4 Non-canonical Wnt signalling as a regulator of developmental vessel regression

Wnts are signalling factors known to control several developmental processes, such as proliferation, differentiation, asymmetric division, patterning and cell fate determination [3, 24]. During development, these ligands act as morphogens and regulate the patterning of the embryo by triggering concentration-dependent autocrine and paracrine responses [25, 36]. To date, three major signalling branches have been identified including a canonical or Wnt/β-catenin dependent pathway and the non-canonical or β-catenin-independent pathway which can be further divided into the Planar Cell Polarity (PCP) and the Wnt/Ca2 + pathways. During canonical Wnt signalling, the binding of Wnt ligands to their Frizzled/LRP receptor complexes causes a stabilization of β-catenin, which is normally degraded by the GSK-3/APC complex. Stabilized β-catenin is then able to translocate into the nucleus and modulate the expression of specific target-genes [21]. In contrast, the less-characterized non-canonical Wnt pathways are independent of β-catenin and transduce Wnt signals through either JNK/PCP or PKC/CamKII pathways [16, 23].

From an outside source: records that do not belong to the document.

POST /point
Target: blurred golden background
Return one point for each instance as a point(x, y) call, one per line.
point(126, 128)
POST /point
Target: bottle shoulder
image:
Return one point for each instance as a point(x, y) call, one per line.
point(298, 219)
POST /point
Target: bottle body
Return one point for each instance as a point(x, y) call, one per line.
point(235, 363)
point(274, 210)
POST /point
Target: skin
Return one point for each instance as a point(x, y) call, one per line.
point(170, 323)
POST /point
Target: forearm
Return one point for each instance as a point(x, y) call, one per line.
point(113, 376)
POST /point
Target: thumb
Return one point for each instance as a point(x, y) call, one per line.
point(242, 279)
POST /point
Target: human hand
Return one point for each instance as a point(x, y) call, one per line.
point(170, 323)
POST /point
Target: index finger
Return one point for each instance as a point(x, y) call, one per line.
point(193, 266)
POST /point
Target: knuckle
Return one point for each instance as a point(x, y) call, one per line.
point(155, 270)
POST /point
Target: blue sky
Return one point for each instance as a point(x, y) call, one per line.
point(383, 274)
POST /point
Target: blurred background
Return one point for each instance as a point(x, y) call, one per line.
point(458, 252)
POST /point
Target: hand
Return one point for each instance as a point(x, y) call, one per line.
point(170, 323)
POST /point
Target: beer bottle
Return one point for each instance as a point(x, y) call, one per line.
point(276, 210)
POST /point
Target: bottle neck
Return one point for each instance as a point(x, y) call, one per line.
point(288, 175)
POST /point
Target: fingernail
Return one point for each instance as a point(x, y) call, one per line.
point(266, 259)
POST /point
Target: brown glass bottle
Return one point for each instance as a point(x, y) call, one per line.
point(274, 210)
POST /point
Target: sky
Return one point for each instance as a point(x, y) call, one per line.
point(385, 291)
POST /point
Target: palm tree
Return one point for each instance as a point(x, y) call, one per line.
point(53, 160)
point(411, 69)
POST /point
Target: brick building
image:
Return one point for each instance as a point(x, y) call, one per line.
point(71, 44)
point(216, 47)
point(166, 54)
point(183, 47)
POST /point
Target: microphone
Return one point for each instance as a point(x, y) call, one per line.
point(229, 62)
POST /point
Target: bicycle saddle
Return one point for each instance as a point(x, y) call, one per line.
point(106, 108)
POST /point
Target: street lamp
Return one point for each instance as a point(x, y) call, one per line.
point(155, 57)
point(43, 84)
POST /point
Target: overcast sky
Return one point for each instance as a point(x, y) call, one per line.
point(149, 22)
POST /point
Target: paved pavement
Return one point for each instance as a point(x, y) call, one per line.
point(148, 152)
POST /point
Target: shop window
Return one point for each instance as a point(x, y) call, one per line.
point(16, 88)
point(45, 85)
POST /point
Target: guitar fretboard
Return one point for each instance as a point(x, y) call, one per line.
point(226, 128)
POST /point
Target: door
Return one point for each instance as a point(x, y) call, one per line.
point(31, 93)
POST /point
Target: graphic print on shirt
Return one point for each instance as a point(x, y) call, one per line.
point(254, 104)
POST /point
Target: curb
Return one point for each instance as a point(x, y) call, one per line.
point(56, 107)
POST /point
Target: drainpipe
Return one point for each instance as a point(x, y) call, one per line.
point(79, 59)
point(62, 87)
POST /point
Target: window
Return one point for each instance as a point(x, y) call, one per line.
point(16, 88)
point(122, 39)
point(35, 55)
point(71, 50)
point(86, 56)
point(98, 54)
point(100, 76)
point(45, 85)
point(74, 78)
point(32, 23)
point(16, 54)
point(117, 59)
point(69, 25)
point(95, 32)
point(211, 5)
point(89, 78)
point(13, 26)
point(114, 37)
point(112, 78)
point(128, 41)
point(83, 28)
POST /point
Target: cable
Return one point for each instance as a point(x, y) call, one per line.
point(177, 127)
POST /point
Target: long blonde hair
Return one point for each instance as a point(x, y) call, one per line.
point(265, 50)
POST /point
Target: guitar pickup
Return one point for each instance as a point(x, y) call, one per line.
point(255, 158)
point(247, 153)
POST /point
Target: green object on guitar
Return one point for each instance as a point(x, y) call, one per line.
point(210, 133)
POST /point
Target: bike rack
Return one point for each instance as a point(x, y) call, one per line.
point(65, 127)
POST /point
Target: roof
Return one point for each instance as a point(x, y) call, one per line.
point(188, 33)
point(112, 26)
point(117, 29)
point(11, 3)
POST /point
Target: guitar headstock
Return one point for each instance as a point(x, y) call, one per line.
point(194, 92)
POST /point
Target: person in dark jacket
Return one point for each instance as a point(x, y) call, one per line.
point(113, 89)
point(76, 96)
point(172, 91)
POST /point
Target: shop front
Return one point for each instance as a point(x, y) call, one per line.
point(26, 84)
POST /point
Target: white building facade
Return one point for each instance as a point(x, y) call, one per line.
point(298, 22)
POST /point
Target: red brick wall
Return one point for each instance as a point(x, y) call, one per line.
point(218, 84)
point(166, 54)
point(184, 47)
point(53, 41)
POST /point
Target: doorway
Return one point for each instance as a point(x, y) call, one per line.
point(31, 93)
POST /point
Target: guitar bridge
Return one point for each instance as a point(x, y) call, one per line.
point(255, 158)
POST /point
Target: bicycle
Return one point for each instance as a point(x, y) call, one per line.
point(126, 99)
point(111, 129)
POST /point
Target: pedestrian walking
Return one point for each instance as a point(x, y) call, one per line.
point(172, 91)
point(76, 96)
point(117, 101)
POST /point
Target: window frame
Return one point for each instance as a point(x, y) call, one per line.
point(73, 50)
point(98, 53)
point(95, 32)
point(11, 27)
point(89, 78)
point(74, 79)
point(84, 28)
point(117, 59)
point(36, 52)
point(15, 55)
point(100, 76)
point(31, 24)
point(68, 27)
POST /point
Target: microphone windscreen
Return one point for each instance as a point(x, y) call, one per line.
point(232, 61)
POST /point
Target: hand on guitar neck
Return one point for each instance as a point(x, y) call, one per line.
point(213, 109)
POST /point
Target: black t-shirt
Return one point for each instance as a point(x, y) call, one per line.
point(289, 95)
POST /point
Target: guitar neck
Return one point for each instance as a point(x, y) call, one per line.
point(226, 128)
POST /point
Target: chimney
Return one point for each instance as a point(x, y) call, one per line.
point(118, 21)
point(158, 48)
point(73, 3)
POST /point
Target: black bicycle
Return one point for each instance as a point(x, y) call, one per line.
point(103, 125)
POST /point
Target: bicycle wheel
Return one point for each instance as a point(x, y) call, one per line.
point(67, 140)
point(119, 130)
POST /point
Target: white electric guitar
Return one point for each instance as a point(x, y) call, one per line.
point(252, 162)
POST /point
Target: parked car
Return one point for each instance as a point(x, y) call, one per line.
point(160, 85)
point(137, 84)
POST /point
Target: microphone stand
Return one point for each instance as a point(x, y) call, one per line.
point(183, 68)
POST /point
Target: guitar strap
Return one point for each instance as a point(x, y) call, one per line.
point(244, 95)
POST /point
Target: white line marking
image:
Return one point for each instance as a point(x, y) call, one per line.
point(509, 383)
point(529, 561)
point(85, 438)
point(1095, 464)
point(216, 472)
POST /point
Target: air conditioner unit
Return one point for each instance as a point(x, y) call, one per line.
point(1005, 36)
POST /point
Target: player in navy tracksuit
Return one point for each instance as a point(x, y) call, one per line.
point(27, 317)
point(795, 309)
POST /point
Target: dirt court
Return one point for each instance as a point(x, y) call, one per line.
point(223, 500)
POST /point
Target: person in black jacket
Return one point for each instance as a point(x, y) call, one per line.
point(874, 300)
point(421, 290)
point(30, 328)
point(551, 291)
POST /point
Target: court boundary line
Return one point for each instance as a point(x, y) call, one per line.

While there is some controversy regarding the role of canonical Wnt signalling in vessel regression [19, 26], our recent study provided evidences that non-canonical Wnt ligands – Wnt5a and Wnt11 – act in a paracrine manner to prevent premature blood vessel regression by promoting endothelial cell cohesion and stabilization in the mouse retina. Using a compound Wnt5a endothelial-specific knockout and Wnt11 knockout mice (Wnt5a iEC-KO; Wnt11 KO), we demonstrated that loss of endothelial-derived Wnt ligands resulted in decreased radial expansion and decreased vessel density in the retina, accompanied by a higher number of regression profiles. Interestingly, apoptosis and endothelial cell numbers remained unaffected. However, Korn et al. also used a similar strategy and showed that non-canonical Wnt signalling was involved in the regulation of endothelial cell survival and apoptosis [17]. Thus, further clarification in this question in needed.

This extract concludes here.